My kitchen is stone tile, and the corner where he kneels is liberally sprinkled with sharp little grains of rice.
You never think of rice as sharp, until you kneel on them for a while.
I'm happily flitting around my kitchen, ignoring the boy who kneels in silent agony nearby. I'm making peach cobbler, one of my favorite desserts.
First, you blanch the peaches, letting them sit in hot water for a few minutes to loosen the skins.
Then you peel them, and then you cut them up.
Normally, I'd be making the boy do the menial labor of blanching and peeling the peaches, but I'm in the mood to draw out my cooking today.
He shifts once, and I shoot him a single, level look.
His immediate resumption of proper posture amuses me, and I smile as I return to my work.
I'm cutting the peaches into wedges now, their sweet-tart juices running messily over my knife, over my hands as I slice through soft-firm flesh.
Every few moments, I lift the knife to my lips, sucking slowly between my lips and licking the sweet juices from the sharp blade.
I know he's watching me do it. I know he's cringing and hardening at the same time.
I don't bother to look, though. I'll hear it if he moves.
The peach wedges are in the bowl now, and I'm drizzling honey and brown sugar over them, with a hint of pumpkin pie spice. Needless to say, this necessitates much more licking of fingers, with appreciative sounds for my culinary talents.
I take my time removing my sweet, wet fingers from my warm mouth.
Tossing the peaches with the honey-sugar-spice mixture, my breasts bouncing behind my apron in time with the fruit in my bowl. I can hear small keening noises from the boy now.
Layering them in the casserole dish, chopping small cubes of cold, salted butter with a santoku knife, watching him cringe from the corner of my eye. I love this knife. It's a sushi knife, originally a gift for Jack but he never uses it.
I do.
It's sharp as a razor, with a lovely ergonomic design that fits perfectly in my hand. My hands fly every time I use it, and I know he's cringing at the speed with which I bring the blade down. He know the fantasies I have about using this knife on him.
It's time for the batter now, flour and buttermilk and egg and raw sugar and spices... I'm moving quickly now, half-dancing. Baking is truly one of my great pleasures in life, and it's clear in my every movement.
He knows how pleased I am when a dish comes out well, how alive it makes me feel.
And how cruel my liveliness can be.
As I whip the batter, I watch him fromt he corner of my eye.

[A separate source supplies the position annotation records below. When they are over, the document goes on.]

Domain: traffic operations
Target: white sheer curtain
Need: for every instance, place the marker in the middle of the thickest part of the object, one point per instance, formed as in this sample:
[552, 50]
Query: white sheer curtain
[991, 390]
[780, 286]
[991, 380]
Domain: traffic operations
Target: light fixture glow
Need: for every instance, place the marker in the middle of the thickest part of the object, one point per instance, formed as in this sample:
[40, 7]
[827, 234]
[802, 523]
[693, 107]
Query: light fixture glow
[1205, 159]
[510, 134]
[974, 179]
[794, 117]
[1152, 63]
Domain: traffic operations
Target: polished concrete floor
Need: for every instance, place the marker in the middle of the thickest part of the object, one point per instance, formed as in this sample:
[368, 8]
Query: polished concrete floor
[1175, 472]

He's not foolish enough to squirm, but there are small tears leaking from the corners of his eyes.
Excellent. The grains of rice will stick to his skin when he rises, embedded so deeply that they'll leave little red marks for hours.
I hum as I pour the batter over the peaches, ensuring that it snakes through every crack and crevice, the better to sweel and rise with the heat.
With a last smile, I set the oven timer for 20 minutes, then turn and beckon to the boy.
"Come, boy, we've just enough time to apply some heat to your ass as well as my cobbler."
He whimpers as he staggers to his feet.